Sunday, November 22, 2015

Visiting Africa is not all black and white

People much more eloquent than me have written about Africa being a place of contrasts. After only a couple of days in Uganda, I can well understand what they mean.

The generosity and graciousness with which we have been received is humbling. Many of them  know Paul and Sue from their previous visits and the ongoing work that Uganda Kids makes happen, especially in a couple of local schools and the parish. We have been ferried, from place to place, by a lovely local couple, Lucy and Aloysius (she is a nurse, he is the principal of one of St Joseph's School), and also hosted at their home for lunch.

There is a genuine warmth to their greetings, an appreciation of the effort we have made in travelling across the seas to be with them at this time.
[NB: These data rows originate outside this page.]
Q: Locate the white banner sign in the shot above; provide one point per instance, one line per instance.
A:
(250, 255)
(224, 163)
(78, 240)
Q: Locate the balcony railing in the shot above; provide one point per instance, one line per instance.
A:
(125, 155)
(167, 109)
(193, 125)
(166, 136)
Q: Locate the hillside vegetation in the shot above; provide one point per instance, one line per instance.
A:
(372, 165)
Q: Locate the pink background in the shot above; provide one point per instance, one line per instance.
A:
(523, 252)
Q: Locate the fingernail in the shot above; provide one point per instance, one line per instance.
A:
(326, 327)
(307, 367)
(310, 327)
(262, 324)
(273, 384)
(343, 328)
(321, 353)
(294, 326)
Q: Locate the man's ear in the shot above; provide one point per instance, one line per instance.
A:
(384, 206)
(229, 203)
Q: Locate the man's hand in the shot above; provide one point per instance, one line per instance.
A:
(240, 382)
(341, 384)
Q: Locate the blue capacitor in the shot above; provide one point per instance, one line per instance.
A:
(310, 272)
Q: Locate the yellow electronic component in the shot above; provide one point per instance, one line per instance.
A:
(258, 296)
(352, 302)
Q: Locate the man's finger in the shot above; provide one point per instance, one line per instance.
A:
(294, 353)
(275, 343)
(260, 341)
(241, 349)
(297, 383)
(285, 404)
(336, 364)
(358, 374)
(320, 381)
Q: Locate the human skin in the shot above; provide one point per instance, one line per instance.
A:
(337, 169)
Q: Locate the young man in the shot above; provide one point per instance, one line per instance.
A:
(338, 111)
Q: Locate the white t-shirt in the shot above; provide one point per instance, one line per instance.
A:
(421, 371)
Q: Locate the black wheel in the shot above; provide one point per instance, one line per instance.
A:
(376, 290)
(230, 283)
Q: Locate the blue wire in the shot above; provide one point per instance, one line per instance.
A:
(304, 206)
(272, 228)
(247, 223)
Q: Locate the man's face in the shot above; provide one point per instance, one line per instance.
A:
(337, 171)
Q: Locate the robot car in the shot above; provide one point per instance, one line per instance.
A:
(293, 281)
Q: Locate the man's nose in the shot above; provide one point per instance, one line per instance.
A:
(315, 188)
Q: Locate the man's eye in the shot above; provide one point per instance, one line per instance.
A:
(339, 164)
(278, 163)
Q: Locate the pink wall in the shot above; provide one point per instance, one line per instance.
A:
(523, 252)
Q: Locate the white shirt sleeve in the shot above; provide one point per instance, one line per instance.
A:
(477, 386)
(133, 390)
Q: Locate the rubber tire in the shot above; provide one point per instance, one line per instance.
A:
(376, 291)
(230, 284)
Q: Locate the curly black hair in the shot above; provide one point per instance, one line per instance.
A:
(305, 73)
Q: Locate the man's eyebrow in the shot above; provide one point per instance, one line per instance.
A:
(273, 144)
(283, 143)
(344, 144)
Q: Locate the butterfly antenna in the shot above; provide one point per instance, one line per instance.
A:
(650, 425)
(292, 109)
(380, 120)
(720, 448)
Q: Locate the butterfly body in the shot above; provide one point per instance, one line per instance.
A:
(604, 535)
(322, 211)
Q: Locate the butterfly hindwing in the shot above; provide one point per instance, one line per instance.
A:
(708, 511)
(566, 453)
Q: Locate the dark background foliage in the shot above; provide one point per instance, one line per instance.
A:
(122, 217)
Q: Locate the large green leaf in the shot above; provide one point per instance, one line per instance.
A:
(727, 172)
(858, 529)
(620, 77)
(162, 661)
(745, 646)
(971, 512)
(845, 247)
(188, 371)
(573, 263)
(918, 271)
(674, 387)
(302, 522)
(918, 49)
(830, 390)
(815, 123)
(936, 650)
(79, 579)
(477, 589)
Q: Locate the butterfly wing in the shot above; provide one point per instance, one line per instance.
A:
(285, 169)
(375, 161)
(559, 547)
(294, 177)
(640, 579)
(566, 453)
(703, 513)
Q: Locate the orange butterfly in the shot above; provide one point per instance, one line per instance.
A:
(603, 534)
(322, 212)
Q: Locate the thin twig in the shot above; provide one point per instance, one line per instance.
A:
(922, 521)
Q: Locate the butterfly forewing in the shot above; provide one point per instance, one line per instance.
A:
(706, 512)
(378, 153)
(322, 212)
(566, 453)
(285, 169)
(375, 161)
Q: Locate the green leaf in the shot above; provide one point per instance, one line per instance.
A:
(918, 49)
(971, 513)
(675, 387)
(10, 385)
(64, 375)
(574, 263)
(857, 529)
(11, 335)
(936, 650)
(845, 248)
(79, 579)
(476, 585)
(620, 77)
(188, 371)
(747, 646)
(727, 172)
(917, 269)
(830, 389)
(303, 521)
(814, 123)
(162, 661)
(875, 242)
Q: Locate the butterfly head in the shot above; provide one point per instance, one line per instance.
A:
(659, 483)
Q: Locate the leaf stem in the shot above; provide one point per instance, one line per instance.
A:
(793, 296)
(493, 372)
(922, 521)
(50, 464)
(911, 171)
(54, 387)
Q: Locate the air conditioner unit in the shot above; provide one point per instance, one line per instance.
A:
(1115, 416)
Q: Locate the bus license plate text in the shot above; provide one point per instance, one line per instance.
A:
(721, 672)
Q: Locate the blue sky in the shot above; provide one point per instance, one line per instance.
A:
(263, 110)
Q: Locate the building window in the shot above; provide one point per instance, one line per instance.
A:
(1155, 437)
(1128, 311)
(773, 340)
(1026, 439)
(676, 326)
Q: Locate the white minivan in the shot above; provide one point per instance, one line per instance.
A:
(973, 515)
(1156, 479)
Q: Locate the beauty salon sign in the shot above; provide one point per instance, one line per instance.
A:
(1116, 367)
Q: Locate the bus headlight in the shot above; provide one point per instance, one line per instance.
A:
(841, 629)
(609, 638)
Forget the eyes being mirrors to the souls - for Ugandans, it is their smiles that illuminate and inspire, whether they be shy and sheepish or dazzling and captivating, white teeth emerging Cheshire-cat like in the midst of their ebony faces.

But the flipside of this warmth and welcoming nature is a tendency towards self-serving: a politician who attends Mass, coincidentally at the height of an election campaign; wives attending a married couples' group burrowing through a gift basket of jewellery and taking more than the solitary item suggested; elderly people lamenting about their lot in life, in the hope that they may be able to elicit enough sympathy that it will lead to financial largesse.

The contrast, however, does not lie in these external observations. The above actions hardly distinguish Ugandans from any other people in the human race - deep down, we all have a tendency towards self-interest! The paradox I am referring to is the one that lies within....

I sit in the community sessions and find myself becoming uneasy with some of what is being shared. I am making judgements, either about what is being articulated or about the people speaking. It is not my intention to do this but the habits of a life-time are hard to stifle, even if I am a long way from home. 

And then it dawns on me: this type of sharing - the process of coming together and sitting around in a circle, to speak openly about topics important to the hearts and minds of the Ugandan people, is the way things are done here. It is the dialogue, the talking, that is key. This is what I mean by 'contrast' - my western expectations, my tendency towards speaking with a point in mind, compared with the Ugandan way of simply being together. 

Even the Mass reflected this, in all its 120 minute glory, colour and reverence. Time with God, their Creator and Saviour, is not something to be rushed, slotted into the multitude of other commitments from which we, in other cultures, so readily bounce.

We spent time with three different parish groups yesterday: the elderly, the Married for Life and the women. In each gathering, significantly conducted in circles (no-one was at the head, everyone could see everyone else), I learned much about Ugandan cultural issues, its past and various sociological trends.

But the greatest lesson learned was realising that the real "heart of darkness" of Africa is that which we carry within us.